2015 correspondence quotes Israeli official saying PM thinks Democratic candidate ‘is more instinctively sympathetic to Israel than the White House’

Raoul Wootliff is the The Times of Israel's political correspondent.

Prime Minister Benjamin Netanyahu meets with Democratic president candidate Hillary Rodham Clinton in New York, September 25, 2016 (Kobi Gideon/GPO)
Prime Minister Benjamin Netanyahu meets with Democratic president candidate Hillary Rodham Clinton in New York, September 25, 2016 (Kobi Gideon/GPO)

Prime Minister Benjamin Netanyahu prefers the stance on Israel of Democratic presidential candidate Hillary Clinton to that of the current US administration, with one senior Israeli official saying Netanyahu feels Clinton is “more instinctively sympathetic to Israel than the White House,” according to a leaked email released by WikiLeaks.

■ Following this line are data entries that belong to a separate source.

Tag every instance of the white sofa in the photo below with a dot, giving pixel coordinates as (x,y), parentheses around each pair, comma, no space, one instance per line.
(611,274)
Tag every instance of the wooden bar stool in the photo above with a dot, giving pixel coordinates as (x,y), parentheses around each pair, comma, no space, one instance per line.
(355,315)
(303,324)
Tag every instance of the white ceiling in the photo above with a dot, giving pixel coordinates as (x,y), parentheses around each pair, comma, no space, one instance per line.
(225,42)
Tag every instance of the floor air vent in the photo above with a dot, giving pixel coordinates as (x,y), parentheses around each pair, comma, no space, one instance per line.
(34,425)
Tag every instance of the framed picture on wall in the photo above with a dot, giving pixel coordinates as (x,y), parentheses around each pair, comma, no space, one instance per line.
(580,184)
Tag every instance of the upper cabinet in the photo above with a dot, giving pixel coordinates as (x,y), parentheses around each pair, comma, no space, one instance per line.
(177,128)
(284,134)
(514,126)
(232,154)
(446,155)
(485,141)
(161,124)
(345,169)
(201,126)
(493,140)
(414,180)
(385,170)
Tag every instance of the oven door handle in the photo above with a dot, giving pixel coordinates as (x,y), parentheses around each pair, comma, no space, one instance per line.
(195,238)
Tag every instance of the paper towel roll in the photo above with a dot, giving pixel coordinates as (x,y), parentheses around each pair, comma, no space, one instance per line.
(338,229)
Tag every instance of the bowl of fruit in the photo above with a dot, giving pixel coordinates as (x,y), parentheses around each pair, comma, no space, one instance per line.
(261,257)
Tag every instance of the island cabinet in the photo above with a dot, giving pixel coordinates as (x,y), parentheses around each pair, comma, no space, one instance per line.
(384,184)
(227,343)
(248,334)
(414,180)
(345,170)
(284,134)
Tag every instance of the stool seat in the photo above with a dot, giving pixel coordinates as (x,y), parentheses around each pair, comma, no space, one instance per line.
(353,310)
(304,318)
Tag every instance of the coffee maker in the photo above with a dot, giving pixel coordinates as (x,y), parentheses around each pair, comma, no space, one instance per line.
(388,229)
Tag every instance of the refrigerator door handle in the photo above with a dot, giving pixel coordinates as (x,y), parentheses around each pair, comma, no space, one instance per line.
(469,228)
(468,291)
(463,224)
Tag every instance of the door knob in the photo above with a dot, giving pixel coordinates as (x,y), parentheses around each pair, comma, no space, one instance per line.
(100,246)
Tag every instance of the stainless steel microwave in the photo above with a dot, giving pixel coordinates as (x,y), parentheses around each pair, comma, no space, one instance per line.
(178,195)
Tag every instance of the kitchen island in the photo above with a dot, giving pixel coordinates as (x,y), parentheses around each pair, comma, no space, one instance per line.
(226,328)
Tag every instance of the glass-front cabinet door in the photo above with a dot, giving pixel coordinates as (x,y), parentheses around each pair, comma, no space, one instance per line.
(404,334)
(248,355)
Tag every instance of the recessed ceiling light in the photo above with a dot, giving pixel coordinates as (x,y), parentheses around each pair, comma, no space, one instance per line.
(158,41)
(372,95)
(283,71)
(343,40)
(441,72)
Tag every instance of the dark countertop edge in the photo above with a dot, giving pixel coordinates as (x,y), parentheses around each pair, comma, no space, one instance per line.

In correspondence dated December 2015, Stuart Eizenstat, a former US diplomat and close associate of the Clintons, describes to Clinton’s campaign chief John Podesta and top aide Jake Sullivan a meeting he had with “a senior Israeli official who is very close to the Prime Minister, and knows his thinking,” detailing at length a number of key positions on the Israel-US relationship held by Netanyahu.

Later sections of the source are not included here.